The most powerful of Porsche’s bizarrely-named line-up is this: The Porsche Taycan Turbo S. Currently the most expensive EV in Australia, the Porsche Taycan Turbo S offers 560kW from two motors, and a combined 1,050Nm of torque.
To understand the exact performance difference between the three Taycan trims on offer, you must look beneath the skin. There are significant hardware differences, and the gains aren’t just buried in software configurations.
The entry-level Taycan 4S features a smaller 79kWh battery, while the rear motor is less potent, giving a combined output of 390kWh. The Taycan Turbo features an upgraded 93kWh battery, as well as a beefier rear motor, combining to deliver 500kW.

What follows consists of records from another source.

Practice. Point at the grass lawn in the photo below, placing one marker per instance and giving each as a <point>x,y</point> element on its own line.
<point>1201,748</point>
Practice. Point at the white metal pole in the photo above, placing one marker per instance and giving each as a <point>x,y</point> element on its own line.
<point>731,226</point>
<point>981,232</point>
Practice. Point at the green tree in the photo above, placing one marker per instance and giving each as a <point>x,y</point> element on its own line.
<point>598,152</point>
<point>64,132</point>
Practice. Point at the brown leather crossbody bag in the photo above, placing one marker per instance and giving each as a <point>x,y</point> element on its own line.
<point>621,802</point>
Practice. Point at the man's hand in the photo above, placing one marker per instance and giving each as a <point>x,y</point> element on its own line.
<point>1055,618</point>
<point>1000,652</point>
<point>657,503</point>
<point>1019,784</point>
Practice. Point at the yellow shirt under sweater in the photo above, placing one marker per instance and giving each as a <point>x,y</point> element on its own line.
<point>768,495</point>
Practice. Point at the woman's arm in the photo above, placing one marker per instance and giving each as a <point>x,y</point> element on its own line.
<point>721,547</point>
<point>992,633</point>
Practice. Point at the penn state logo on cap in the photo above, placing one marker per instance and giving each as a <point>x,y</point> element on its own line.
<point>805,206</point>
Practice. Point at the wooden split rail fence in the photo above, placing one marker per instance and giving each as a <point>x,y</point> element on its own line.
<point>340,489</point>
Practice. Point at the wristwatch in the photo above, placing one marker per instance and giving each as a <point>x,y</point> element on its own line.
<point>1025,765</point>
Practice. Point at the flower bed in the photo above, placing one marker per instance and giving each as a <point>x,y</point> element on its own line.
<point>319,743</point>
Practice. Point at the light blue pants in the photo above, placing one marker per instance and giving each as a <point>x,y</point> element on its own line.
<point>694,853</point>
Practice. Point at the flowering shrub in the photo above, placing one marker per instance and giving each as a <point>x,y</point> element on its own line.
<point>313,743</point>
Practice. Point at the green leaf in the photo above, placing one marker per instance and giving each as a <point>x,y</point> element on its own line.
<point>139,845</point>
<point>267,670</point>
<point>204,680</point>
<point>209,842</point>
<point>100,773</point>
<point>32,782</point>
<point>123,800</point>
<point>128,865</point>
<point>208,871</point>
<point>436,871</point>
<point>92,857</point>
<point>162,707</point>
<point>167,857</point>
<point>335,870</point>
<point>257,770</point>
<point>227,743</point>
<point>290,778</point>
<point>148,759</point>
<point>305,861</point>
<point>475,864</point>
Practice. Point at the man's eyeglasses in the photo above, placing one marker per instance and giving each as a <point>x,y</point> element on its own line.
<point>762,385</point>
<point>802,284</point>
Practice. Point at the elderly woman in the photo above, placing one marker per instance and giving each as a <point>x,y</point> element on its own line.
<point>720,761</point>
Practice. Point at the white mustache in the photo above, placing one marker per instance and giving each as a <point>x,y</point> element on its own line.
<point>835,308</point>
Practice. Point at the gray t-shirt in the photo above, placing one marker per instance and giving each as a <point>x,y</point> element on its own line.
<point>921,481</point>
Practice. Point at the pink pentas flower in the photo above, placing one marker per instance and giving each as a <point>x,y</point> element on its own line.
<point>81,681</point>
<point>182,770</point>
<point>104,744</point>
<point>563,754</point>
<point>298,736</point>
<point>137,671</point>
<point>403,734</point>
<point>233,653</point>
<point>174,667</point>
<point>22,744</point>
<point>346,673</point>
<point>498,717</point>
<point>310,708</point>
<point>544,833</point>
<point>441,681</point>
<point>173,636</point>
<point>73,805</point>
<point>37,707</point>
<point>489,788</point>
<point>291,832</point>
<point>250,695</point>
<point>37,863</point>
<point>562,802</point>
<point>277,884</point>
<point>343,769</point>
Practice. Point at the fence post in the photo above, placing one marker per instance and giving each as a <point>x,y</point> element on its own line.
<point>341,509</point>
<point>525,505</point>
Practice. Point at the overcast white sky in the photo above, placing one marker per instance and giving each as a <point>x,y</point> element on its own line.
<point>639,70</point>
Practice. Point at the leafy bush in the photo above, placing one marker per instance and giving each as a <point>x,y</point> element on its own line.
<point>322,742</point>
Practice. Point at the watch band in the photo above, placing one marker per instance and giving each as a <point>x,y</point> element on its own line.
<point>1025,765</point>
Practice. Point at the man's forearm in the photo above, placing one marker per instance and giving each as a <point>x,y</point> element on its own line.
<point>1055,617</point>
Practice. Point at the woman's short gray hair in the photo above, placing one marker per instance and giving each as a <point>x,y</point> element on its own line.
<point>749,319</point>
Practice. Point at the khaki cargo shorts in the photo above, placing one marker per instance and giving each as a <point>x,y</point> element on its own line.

The Taycan Turbo S features the same battery and motors as the Taycan Turbo, but adds a higher-rated inverter to the front motor. In practice, this allows the front motor to draw more energy from the battery but does impact consumption in the process.
Also unique to the Turbo S is Launch Control, with a special “Overboost” function. Like in a traditional Turbo Porsche, such as the 718, Overboost allows the electric motor’s output to be temporarily raised for a couple of seconds. Combine that with launch control, and you get rapid, Tesla-matching acceleration. Porsche claim it’ll do the 0-100km.h sprint in 2.8 seconds, but independent tests have shown it can be quicker still.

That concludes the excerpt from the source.